The openers come as expected, from After the Goldrush: "Tell Me Why", "Only Love Can Break Your Heart" and "After the Goldrush" performed on a 9 foot Steinway that Lewy's recording nails. You think Bill Evans' piano sounds good in The Village Vanguard recordings?
Then we get a piano rendition of "Expecting to Fly" that alone is worth the price of analog admission. Young claims later in the set that he's only been playing piano seriously for a year but whatever he lacks in technique is more than made up by pure musicality and a deft touch, particularly in terms of dynamic contrasts.
"Bad Fog of Loneliness originally intended for an appearance on The Johnny Cash television show but later shelved in favor of "The Needle and the Damage Done" and "Journey Through the Past", first appeared as a studio version on the Archives Vol. 1 Blu-ray and DVD set and later on the Live at Massey Hall reissue (also highly recommended).

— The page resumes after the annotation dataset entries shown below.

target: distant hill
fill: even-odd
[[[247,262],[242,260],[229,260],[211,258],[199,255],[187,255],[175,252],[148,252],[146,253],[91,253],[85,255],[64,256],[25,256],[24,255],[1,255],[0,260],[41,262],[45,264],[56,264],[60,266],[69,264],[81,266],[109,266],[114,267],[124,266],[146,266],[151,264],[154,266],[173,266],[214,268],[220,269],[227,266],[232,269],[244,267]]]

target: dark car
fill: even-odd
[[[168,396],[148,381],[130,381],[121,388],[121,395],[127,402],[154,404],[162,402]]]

Then it's back to After the Gold Rush for "Old Man" and the side closer "Birds".
Side B begins with the raw "end of the '60s" disillusionment of "Don't Let It Bring You Down" from After the Gold Rush and then the tender, downcast "See The Sky About to Rain", which wasn't issued on record until 1974's On the Beach, an album that was out of print for nearly twenty years until a 2003 CD release. And finally this RSD it will again be available on AAA vinyl.
The Steinway version of "Cinnamon Girl" casts the metal classic as a Joni Mitchell-style remake; it's simple riff presenting Young with the greatest difficulty to pull off on piano but of course he does. "I Am a Child" from Buffalo Springfield's Last Time Around (really multiple solo albums as the group had split but had to fulfill a contact) is next followed by "Down by the River" on guitar.

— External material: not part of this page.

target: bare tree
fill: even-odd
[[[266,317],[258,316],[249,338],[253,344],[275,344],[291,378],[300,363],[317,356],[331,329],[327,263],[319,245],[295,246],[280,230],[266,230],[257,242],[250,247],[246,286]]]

Young concludes the compilation with his Buffalo Springfield pot song "Flying on the Ground Is Wrong" accompanied by a wry explanation that today seems obvious: "it's about dope…mostly grass": he's getting stoned on weed, his girl isn't, they can no longer connect and it's a bummer." Young prefaces his explanation by sticking his hands into the piano and producing cool sounds. "This nine foot Steinway is really outta sight."

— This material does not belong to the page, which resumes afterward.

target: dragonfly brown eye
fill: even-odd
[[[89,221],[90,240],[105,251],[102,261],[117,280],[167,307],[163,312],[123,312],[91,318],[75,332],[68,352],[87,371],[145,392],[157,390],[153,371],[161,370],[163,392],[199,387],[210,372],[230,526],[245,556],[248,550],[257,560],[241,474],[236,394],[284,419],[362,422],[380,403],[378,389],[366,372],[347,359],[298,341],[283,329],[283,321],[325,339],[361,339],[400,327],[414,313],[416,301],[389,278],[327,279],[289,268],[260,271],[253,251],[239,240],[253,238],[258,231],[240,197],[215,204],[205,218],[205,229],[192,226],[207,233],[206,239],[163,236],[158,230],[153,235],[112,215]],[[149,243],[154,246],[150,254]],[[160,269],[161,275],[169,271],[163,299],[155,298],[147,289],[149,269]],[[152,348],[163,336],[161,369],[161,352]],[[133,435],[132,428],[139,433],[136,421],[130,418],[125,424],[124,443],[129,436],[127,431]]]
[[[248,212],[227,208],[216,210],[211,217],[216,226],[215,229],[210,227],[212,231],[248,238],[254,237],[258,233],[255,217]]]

And so is Lewy's recording. Henry managed to perfectly mike Neil's voice, his guitar, the Steinway and even the audience gets the full, perfect Lewy treatment: the handclaps are perfectly recorded, the audience spread out in an arc behind the performer. Of course they should be in front of the performer and behind you, but that's the "distortion" in two channel recordings. Trust me: when you experience the eerie purity, transparency, the tonal and textural purity of this AAA production you wouldn't give up any of it to get the "surround experience" that would inevitably compromise the "you are there in front of Neil" reality that this record produces.
My reaction to this record is that it gives you more "essence of Neil" than any of his other records. It better explains his gutsy artistic greatness. I wonder why he waited so long to give it to us? It could be that this was a difficult time in Neil's life—at least judging by the downcast songs culled from the sets. Were there any that were more upbeat omitted all these years later to make the point?
Maybe he waited until it could be perfectly mastered, pressed and gatefold-presented as it is here.